Find translation memory to integrate with and implement integration [#740494]

Translation memories are very good in helping you figure out how to translate strings, and especially help you when only little things changed in the source text from a previous version. Ideally we'd have a third party translation memory running which we could fed with all the translations and ask for suggestions on concrete ones when users ask for that.

This needs:

1. Selection of a tool we could use (preferably open source but hopefully at least free so we can skip licensing costs)
2. Integration in feeding it with our data continually (feeding with .po files can be considered a standard feature)
3. Integration in asking for info on certain strings when the user initiates this (via AJAX/AHAH I'd assume)

This will most probably not fit into one issue, but we need to start someplace.

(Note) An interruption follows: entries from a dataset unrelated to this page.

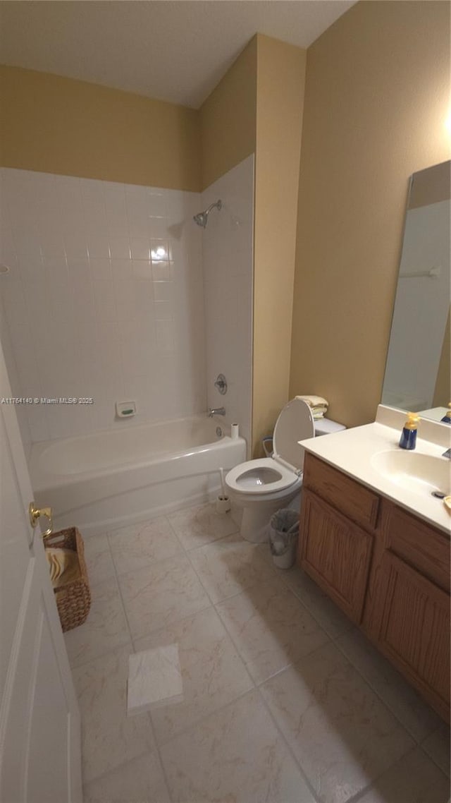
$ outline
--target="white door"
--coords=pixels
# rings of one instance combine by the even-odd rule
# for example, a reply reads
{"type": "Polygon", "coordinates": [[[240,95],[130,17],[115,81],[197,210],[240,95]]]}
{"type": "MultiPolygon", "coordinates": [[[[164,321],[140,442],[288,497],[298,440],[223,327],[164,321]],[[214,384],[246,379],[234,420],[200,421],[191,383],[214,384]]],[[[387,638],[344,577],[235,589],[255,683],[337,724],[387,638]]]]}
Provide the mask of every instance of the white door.
{"type": "MultiPolygon", "coordinates": [[[[11,396],[0,345],[0,397],[11,396]]],[[[80,803],[80,719],[13,406],[0,404],[0,801],[80,803]]]]}

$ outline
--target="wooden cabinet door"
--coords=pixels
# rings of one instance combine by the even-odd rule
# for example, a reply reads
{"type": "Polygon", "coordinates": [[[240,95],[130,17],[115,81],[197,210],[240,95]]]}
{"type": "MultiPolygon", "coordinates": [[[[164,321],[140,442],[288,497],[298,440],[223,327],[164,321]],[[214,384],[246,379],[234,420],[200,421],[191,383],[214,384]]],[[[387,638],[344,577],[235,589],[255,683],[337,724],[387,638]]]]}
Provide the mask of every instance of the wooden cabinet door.
{"type": "Polygon", "coordinates": [[[303,569],[356,624],[362,619],[372,536],[307,489],[303,493],[303,569]]]}
{"type": "Polygon", "coordinates": [[[380,568],[380,650],[449,720],[449,595],[389,551],[380,568]]]}

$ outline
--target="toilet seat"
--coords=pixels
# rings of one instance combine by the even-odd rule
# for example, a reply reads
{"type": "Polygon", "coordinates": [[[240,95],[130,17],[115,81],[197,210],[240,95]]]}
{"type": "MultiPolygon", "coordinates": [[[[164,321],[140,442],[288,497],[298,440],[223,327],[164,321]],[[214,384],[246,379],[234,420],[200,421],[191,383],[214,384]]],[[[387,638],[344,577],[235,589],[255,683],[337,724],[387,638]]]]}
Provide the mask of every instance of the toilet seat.
{"type": "Polygon", "coordinates": [[[232,468],[226,477],[230,491],[238,496],[268,501],[295,492],[302,485],[303,449],[298,441],[315,435],[311,410],[305,402],[295,398],[279,414],[273,436],[270,458],[247,460],[232,468]]]}
{"type": "Polygon", "coordinates": [[[227,473],[229,487],[237,493],[260,496],[288,488],[299,478],[293,471],[278,463],[272,457],[247,460],[235,466],[227,473]],[[271,475],[274,474],[274,479],[271,475]]]}

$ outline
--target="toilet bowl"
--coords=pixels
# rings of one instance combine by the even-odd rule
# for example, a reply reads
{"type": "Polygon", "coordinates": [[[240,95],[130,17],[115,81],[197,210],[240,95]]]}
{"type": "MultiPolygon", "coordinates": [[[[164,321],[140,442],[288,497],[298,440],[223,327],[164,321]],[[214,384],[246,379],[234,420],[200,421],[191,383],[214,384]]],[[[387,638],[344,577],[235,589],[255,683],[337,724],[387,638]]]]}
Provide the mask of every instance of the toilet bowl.
{"type": "Polygon", "coordinates": [[[247,460],[226,475],[232,501],[243,509],[243,538],[255,544],[266,540],[272,514],[286,507],[299,493],[304,450],[298,442],[341,429],[344,427],[328,419],[314,421],[310,407],[301,399],[286,405],[274,427],[272,457],[247,460]]]}

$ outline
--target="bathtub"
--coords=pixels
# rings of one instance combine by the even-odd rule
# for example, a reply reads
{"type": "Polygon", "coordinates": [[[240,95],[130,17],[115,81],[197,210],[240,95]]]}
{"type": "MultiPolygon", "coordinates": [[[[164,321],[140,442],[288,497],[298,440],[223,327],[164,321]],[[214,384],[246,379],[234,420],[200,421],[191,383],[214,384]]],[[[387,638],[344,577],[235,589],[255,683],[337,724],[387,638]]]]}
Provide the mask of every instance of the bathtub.
{"type": "Polygon", "coordinates": [[[35,443],[35,502],[55,528],[94,535],[213,499],[219,468],[246,460],[246,441],[205,415],[35,443]],[[217,434],[217,428],[221,434],[217,434]]]}

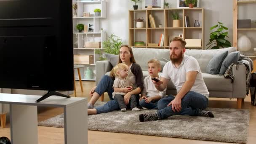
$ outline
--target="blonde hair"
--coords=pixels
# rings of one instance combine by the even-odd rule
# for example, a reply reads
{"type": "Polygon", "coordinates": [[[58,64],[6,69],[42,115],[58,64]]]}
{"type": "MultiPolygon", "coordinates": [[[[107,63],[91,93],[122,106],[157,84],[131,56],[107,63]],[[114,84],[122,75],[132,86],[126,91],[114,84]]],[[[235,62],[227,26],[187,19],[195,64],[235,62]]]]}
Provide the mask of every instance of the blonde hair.
{"type": "MultiPolygon", "coordinates": [[[[120,48],[119,49],[119,53],[120,53],[120,49],[121,48],[123,47],[126,47],[128,48],[129,49],[129,51],[130,51],[130,53],[131,53],[131,57],[130,59],[130,61],[133,63],[136,63],[136,61],[135,61],[135,59],[134,59],[134,57],[133,57],[133,50],[131,49],[131,48],[129,47],[128,45],[121,45],[120,47],[120,48]]],[[[122,63],[123,62],[121,60],[121,58],[120,58],[120,55],[118,56],[118,64],[122,63]]]]}
{"type": "Polygon", "coordinates": [[[161,63],[160,63],[160,61],[159,61],[156,59],[151,59],[147,62],[148,64],[149,64],[151,63],[155,63],[157,65],[157,66],[158,67],[161,67],[161,63]]]}
{"type": "Polygon", "coordinates": [[[183,38],[179,37],[176,37],[173,38],[172,39],[171,39],[171,41],[172,42],[173,41],[180,41],[181,43],[181,47],[183,48],[185,48],[185,46],[187,44],[186,41],[185,41],[183,38]]]}
{"type": "Polygon", "coordinates": [[[125,64],[120,63],[116,65],[110,72],[110,77],[118,77],[117,72],[118,70],[125,69],[128,69],[128,66],[125,64]]]}

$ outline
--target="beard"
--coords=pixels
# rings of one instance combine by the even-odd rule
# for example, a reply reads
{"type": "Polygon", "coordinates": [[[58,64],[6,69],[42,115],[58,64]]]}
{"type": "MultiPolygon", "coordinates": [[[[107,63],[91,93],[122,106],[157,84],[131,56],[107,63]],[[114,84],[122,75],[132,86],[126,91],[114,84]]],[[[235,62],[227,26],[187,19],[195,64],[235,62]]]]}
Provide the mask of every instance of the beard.
{"type": "Polygon", "coordinates": [[[174,54],[173,53],[172,53],[171,56],[170,56],[170,59],[172,62],[173,64],[175,64],[176,62],[180,61],[182,59],[182,52],[181,51],[181,53],[178,53],[178,54],[174,54]],[[172,56],[176,56],[176,58],[173,58],[172,56]]]}

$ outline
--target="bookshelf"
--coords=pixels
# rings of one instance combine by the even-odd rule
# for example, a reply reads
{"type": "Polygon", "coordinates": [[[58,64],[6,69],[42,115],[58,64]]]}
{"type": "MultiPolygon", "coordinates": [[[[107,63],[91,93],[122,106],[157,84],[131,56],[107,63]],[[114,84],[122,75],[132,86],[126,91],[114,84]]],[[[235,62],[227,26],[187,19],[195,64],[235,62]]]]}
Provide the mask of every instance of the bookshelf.
{"type": "Polygon", "coordinates": [[[254,23],[255,19],[255,0],[237,1],[233,0],[233,45],[237,48],[238,39],[242,35],[246,35],[251,40],[252,48],[245,52],[245,55],[253,60],[256,60],[256,56],[253,55],[253,48],[256,48],[256,24],[254,23]],[[237,19],[251,19],[251,27],[249,28],[237,28],[237,19]]]}
{"type": "Polygon", "coordinates": [[[194,8],[168,8],[152,10],[140,10],[129,11],[129,45],[133,47],[143,48],[169,48],[170,40],[174,37],[182,34],[186,39],[201,39],[202,46],[186,47],[188,49],[203,49],[204,44],[204,9],[194,8]],[[173,27],[172,13],[179,13],[180,27],[173,27]],[[152,27],[149,15],[154,17],[156,27],[152,27]],[[194,27],[195,20],[198,20],[199,27],[185,27],[185,16],[189,17],[190,25],[194,27]],[[144,27],[136,28],[134,19],[143,18],[144,27]],[[159,27],[161,24],[162,27],[159,27]],[[149,26],[150,26],[150,27],[149,26]],[[163,44],[162,46],[149,46],[149,43],[158,43],[161,34],[164,35],[163,44]],[[134,42],[143,41],[144,46],[134,46],[134,42]]]}

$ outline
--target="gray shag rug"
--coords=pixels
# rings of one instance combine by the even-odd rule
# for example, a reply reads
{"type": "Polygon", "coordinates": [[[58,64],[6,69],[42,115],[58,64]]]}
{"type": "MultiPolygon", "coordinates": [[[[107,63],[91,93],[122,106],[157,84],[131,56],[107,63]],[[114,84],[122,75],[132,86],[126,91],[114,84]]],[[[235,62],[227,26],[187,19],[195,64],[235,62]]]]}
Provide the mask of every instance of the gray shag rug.
{"type": "MultiPolygon", "coordinates": [[[[98,102],[96,106],[105,102],[98,102]]],[[[88,116],[88,130],[221,142],[246,143],[250,113],[248,109],[208,108],[214,118],[174,115],[167,119],[141,123],[139,115],[155,110],[128,110],[88,116]]],[[[64,128],[63,114],[38,123],[64,128]]]]}

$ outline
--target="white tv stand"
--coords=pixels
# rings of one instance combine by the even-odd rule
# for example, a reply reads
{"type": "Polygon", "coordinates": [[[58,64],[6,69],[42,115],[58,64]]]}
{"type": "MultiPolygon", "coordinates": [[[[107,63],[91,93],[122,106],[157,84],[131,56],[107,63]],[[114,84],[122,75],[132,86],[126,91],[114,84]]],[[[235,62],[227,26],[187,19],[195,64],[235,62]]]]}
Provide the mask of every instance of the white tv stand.
{"type": "Polygon", "coordinates": [[[87,98],[0,93],[0,103],[10,104],[13,144],[38,144],[37,106],[64,108],[65,144],[88,144],[87,98]]]}

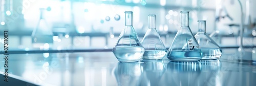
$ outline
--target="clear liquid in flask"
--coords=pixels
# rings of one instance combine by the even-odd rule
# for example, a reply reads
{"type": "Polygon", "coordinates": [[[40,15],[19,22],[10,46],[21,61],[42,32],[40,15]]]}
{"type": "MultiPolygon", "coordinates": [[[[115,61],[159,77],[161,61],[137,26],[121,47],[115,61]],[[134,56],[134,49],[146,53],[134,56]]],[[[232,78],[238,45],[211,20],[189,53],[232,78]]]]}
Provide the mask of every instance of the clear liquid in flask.
{"type": "Polygon", "coordinates": [[[125,27],[119,35],[113,52],[120,62],[136,62],[142,59],[145,50],[133,27],[132,11],[126,11],[125,27]]]}
{"type": "Polygon", "coordinates": [[[156,15],[148,15],[148,29],[142,42],[145,49],[143,59],[161,59],[165,56],[167,50],[156,29],[156,15]]]}

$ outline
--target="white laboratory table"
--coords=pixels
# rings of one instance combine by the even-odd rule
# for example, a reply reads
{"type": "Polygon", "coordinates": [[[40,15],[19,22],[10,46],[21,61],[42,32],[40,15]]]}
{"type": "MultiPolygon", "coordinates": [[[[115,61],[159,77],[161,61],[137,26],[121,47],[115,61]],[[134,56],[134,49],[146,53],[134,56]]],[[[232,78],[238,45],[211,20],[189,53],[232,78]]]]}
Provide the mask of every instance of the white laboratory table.
{"type": "Polygon", "coordinates": [[[253,49],[222,49],[219,60],[195,62],[119,62],[104,51],[13,54],[8,82],[1,54],[0,85],[256,85],[253,49]]]}

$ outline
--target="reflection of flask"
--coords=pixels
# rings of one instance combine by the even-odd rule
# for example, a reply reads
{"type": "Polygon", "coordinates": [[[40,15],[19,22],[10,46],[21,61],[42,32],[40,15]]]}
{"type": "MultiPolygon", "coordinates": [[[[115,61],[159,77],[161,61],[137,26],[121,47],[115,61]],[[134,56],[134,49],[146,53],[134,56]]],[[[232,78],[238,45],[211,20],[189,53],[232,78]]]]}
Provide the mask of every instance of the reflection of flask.
{"type": "Polygon", "coordinates": [[[145,49],[143,59],[161,59],[166,53],[166,48],[156,30],[156,15],[148,15],[148,29],[142,39],[145,49]]]}
{"type": "Polygon", "coordinates": [[[113,52],[121,62],[140,60],[145,50],[133,27],[133,12],[126,11],[125,28],[120,34],[113,52]]]}
{"type": "Polygon", "coordinates": [[[167,57],[174,61],[200,60],[202,54],[199,45],[188,26],[189,11],[181,11],[181,27],[168,50],[167,57]]]}
{"type": "Polygon", "coordinates": [[[222,54],[221,48],[206,33],[206,20],[198,20],[198,32],[195,35],[203,53],[202,59],[215,59],[222,54]]]}
{"type": "MultiPolygon", "coordinates": [[[[53,33],[51,29],[49,28],[44,17],[44,11],[45,10],[45,9],[40,9],[40,19],[36,26],[36,28],[33,30],[31,35],[33,46],[34,48],[44,47],[44,45],[45,45],[45,44],[47,43],[51,46],[53,42],[52,39],[53,33]]],[[[49,47],[49,46],[47,46],[49,47]]]]}
{"type": "Polygon", "coordinates": [[[220,60],[201,60],[199,61],[201,63],[201,69],[202,71],[218,71],[221,67],[220,60]]]}
{"type": "Polygon", "coordinates": [[[165,75],[166,85],[205,85],[202,84],[203,77],[200,77],[201,68],[199,61],[169,61],[165,75]],[[198,79],[200,78],[200,79],[198,79]]]}
{"type": "Polygon", "coordinates": [[[141,60],[143,71],[140,85],[161,85],[160,81],[165,71],[162,60],[141,60]]]}
{"type": "Polygon", "coordinates": [[[139,85],[142,72],[140,63],[119,62],[114,70],[118,85],[139,85]]]}

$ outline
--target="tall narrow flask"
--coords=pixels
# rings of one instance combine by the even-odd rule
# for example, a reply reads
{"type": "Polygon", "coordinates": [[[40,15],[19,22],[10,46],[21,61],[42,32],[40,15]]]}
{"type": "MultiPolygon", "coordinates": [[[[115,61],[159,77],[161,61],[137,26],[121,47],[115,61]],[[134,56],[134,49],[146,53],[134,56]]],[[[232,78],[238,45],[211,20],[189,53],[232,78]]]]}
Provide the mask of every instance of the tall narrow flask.
{"type": "Polygon", "coordinates": [[[204,20],[198,21],[198,32],[195,35],[203,52],[202,59],[219,59],[222,54],[222,51],[221,47],[206,34],[206,21],[204,20]]]}
{"type": "Polygon", "coordinates": [[[44,17],[45,9],[40,8],[39,10],[40,19],[31,35],[33,46],[35,48],[45,47],[46,44],[47,45],[46,46],[49,47],[49,46],[51,46],[53,42],[53,33],[44,17]]]}
{"type": "Polygon", "coordinates": [[[133,27],[133,12],[125,11],[125,27],[119,35],[113,52],[121,62],[140,60],[145,51],[133,27]]]}
{"type": "Polygon", "coordinates": [[[142,46],[145,49],[143,59],[161,59],[166,53],[166,48],[156,30],[156,15],[150,14],[148,29],[142,39],[142,46]]]}
{"type": "Polygon", "coordinates": [[[199,45],[188,24],[189,11],[181,13],[181,27],[167,51],[167,57],[173,61],[194,61],[203,56],[199,45]]]}

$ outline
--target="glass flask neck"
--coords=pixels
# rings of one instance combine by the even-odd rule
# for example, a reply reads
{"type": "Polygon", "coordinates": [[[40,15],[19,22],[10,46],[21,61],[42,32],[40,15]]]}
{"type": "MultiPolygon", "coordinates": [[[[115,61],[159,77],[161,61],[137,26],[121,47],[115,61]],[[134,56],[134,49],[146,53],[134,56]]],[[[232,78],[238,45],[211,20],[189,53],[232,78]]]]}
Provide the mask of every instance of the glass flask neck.
{"type": "Polygon", "coordinates": [[[148,29],[156,29],[156,15],[150,14],[148,18],[148,29]]]}
{"type": "Polygon", "coordinates": [[[44,8],[40,8],[40,19],[44,19],[44,11],[45,11],[45,9],[44,8]]]}
{"type": "Polygon", "coordinates": [[[181,27],[188,26],[188,13],[189,11],[180,11],[180,20],[181,27]]]}
{"type": "Polygon", "coordinates": [[[206,20],[198,20],[198,32],[205,33],[206,32],[206,20]]]}
{"type": "Polygon", "coordinates": [[[125,26],[133,26],[133,12],[125,11],[125,26]]]}

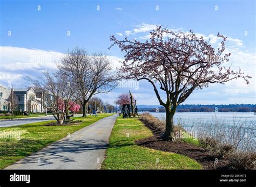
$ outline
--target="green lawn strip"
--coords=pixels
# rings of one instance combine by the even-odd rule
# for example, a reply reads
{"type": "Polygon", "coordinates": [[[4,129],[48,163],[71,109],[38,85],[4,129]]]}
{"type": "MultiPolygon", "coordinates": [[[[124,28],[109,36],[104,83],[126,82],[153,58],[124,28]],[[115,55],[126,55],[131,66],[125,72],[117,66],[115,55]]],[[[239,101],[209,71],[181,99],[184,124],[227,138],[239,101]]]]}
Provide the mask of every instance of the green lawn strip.
{"type": "Polygon", "coordinates": [[[51,121],[48,121],[0,128],[0,135],[0,135],[0,169],[3,169],[69,134],[112,114],[99,114],[98,117],[88,116],[86,118],[73,118],[83,121],[78,125],[44,126],[51,121]],[[6,135],[17,135],[18,132],[21,133],[19,140],[6,138],[6,135]],[[3,133],[5,135],[3,135],[3,133]]]}
{"type": "Polygon", "coordinates": [[[184,155],[137,146],[134,141],[152,135],[136,118],[119,117],[110,139],[103,169],[200,169],[201,165],[184,155]]]}
{"type": "Polygon", "coordinates": [[[45,114],[30,114],[29,116],[19,115],[19,116],[15,116],[13,117],[11,116],[0,116],[0,119],[31,118],[31,117],[40,117],[40,116],[45,116],[45,114]]]}

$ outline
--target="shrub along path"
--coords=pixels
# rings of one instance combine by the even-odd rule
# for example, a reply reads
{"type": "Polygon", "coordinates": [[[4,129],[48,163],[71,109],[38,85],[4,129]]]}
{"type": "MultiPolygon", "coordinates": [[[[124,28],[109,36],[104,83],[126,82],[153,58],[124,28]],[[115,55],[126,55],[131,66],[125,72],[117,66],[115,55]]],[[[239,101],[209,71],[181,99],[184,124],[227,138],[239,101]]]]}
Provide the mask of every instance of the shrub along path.
{"type": "MultiPolygon", "coordinates": [[[[0,160],[2,159],[2,161],[4,162],[7,159],[10,164],[14,160],[24,157],[24,155],[45,146],[42,145],[49,145],[51,141],[65,137],[5,169],[99,169],[117,117],[116,114],[109,116],[109,114],[99,114],[98,117],[74,118],[79,120],[84,118],[84,123],[77,125],[45,126],[41,123],[40,125],[28,124],[17,127],[17,130],[21,131],[21,129],[27,131],[24,132],[24,136],[22,136],[20,140],[0,141],[0,147],[4,146],[0,148],[3,149],[2,152],[0,150],[0,153],[2,152],[3,154],[2,157],[0,156],[0,160]],[[99,120],[107,116],[109,117],[99,120]],[[98,121],[93,123],[96,120],[98,121]],[[81,128],[83,128],[80,129],[81,128]]],[[[5,130],[8,130],[10,131],[10,129],[5,130]]],[[[7,164],[2,163],[2,167],[7,164]]]]}

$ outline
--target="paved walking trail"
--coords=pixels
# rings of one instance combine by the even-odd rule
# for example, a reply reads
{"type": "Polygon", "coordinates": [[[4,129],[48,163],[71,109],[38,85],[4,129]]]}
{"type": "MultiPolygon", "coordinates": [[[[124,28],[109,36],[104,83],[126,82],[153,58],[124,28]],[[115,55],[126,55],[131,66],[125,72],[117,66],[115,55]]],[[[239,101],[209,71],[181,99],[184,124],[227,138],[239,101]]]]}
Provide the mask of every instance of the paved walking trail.
{"type": "Polygon", "coordinates": [[[102,119],[5,169],[100,169],[117,116],[102,119]]]}

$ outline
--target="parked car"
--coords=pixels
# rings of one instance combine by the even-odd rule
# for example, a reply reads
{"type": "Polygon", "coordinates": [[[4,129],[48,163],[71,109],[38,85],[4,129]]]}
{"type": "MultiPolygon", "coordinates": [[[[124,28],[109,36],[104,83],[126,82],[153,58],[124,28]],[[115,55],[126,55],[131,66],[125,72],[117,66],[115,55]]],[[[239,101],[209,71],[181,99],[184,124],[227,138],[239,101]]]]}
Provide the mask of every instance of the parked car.
{"type": "Polygon", "coordinates": [[[23,114],[25,116],[29,116],[29,113],[26,111],[23,112],[23,114]]]}

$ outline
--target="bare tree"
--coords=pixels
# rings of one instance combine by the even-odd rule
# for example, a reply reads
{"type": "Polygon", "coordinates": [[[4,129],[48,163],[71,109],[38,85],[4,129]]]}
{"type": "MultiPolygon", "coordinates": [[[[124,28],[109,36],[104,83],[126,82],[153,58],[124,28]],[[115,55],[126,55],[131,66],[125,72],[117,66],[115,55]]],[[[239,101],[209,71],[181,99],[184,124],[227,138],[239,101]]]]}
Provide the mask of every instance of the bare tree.
{"type": "Polygon", "coordinates": [[[69,109],[76,104],[76,88],[69,77],[58,73],[43,73],[44,78],[40,81],[29,78],[35,90],[42,92],[48,107],[58,124],[62,124],[69,109]]]}
{"type": "Polygon", "coordinates": [[[100,53],[90,56],[85,49],[75,47],[62,58],[58,65],[59,72],[73,80],[86,116],[86,104],[92,96],[111,91],[117,84],[116,74],[111,62],[100,53]]]}
{"type": "Polygon", "coordinates": [[[9,109],[11,111],[11,115],[14,117],[14,111],[18,109],[19,103],[16,96],[14,94],[14,88],[12,87],[11,90],[11,94],[8,99],[10,102],[9,109]]]}
{"type": "Polygon", "coordinates": [[[165,133],[163,138],[173,141],[173,116],[178,106],[195,89],[210,84],[225,82],[238,78],[248,84],[248,78],[239,69],[235,71],[225,64],[231,54],[223,54],[226,37],[216,51],[203,37],[193,32],[173,32],[159,26],[151,33],[145,42],[136,40],[110,40],[125,53],[120,69],[125,78],[147,80],[152,86],[159,103],[166,110],[165,133]],[[160,91],[165,94],[166,102],[160,91]]]}
{"type": "Polygon", "coordinates": [[[102,111],[104,106],[103,101],[99,97],[92,97],[88,102],[88,104],[91,106],[91,110],[97,110],[97,108],[99,107],[99,111],[102,111]],[[96,108],[95,108],[95,106],[96,108]]]}

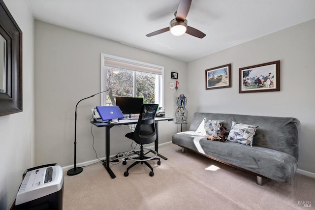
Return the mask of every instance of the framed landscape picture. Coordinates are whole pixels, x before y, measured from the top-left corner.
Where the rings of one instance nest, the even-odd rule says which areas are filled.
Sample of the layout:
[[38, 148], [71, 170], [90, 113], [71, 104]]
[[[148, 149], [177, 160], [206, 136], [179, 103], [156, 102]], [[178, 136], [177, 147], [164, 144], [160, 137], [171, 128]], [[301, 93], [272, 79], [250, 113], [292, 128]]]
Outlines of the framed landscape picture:
[[231, 63], [206, 70], [206, 90], [231, 86]]
[[280, 90], [280, 60], [239, 69], [239, 92]]

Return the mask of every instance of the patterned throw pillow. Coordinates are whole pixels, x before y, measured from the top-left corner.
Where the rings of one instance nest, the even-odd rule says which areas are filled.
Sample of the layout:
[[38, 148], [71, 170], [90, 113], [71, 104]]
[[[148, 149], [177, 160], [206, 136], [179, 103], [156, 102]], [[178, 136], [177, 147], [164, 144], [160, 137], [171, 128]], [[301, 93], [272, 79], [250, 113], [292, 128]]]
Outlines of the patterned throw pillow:
[[232, 126], [227, 140], [252, 147], [252, 140], [259, 126], [232, 122]]
[[222, 126], [223, 120], [205, 120], [204, 127], [206, 133], [209, 136], [214, 134], [216, 137], [218, 137], [218, 128]]

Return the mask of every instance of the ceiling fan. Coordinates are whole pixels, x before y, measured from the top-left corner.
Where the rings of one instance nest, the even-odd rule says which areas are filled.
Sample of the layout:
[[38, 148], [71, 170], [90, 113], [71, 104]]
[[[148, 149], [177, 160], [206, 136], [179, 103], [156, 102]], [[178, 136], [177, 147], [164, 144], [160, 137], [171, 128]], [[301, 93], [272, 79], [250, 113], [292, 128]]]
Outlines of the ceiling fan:
[[180, 36], [186, 32], [201, 39], [204, 37], [206, 36], [205, 33], [194, 28], [188, 26], [187, 25], [186, 17], [188, 14], [191, 4], [191, 0], [181, 0], [177, 11], [174, 13], [175, 18], [172, 20], [169, 23], [169, 27], [152, 32], [146, 36], [153, 36], [170, 30], [171, 33], [176, 36]]

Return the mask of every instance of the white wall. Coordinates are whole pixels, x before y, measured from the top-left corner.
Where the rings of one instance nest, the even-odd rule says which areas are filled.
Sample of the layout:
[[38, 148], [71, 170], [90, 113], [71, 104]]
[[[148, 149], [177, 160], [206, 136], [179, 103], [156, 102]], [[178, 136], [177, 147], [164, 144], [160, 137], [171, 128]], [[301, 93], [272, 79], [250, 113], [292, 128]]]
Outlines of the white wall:
[[23, 32], [23, 112], [0, 117], [0, 210], [8, 210], [33, 166], [34, 21], [25, 0], [4, 0]]
[[[315, 173], [315, 20], [189, 62], [195, 112], [293, 117], [301, 121], [298, 168]], [[209, 46], [211, 47], [211, 46]], [[280, 91], [240, 94], [239, 68], [280, 60]], [[232, 87], [205, 90], [205, 70], [232, 64]], [[240, 122], [246, 123], [246, 122]]]
[[[73, 164], [75, 105], [100, 91], [101, 53], [164, 66], [164, 106], [166, 116], [175, 116], [175, 97], [186, 87], [180, 84], [177, 91], [170, 90], [169, 83], [175, 81], [171, 72], [179, 72], [180, 82], [185, 81], [186, 62], [38, 20], [34, 31], [35, 165]], [[105, 156], [105, 129], [90, 123], [91, 109], [100, 104], [97, 95], [78, 106], [77, 163], [96, 159], [91, 127], [97, 156]], [[159, 143], [171, 141], [177, 125], [165, 121], [159, 126]], [[125, 137], [128, 132], [126, 126], [111, 128], [111, 154], [129, 150]]]

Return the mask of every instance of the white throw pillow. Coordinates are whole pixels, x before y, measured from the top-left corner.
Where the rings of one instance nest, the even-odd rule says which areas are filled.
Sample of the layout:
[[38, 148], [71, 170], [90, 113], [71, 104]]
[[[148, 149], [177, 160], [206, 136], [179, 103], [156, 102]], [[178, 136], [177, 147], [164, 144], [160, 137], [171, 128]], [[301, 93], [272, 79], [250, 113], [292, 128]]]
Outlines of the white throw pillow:
[[200, 133], [202, 134], [204, 136], [206, 136], [207, 134], [206, 133], [206, 130], [205, 130], [205, 127], [204, 126], [205, 124], [205, 120], [206, 120], [206, 118], [204, 118], [200, 124], [199, 125], [199, 127], [196, 130], [196, 132], [197, 133]]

Let's keep this for point 1 and a meta-issue for the rest.

Comments

Comment #1

gábor hojtsy

he/him

Hungarian

Hungary

commented 12 March 2010 at 10:33

#194141: Implement msgmerge type fuzzy matching (which was previously marked duplicate of #563228: Suggestion for similar strings) marked as duplicate.

Comment #2

gábor hojtsy

he/him

Hungarian

Hungary

commented 12 March 2010 at 10:38

A nice summary with list of tools available at http://en.wikipedia.org/wiki/Computer-assisted_translation#Comparison_of...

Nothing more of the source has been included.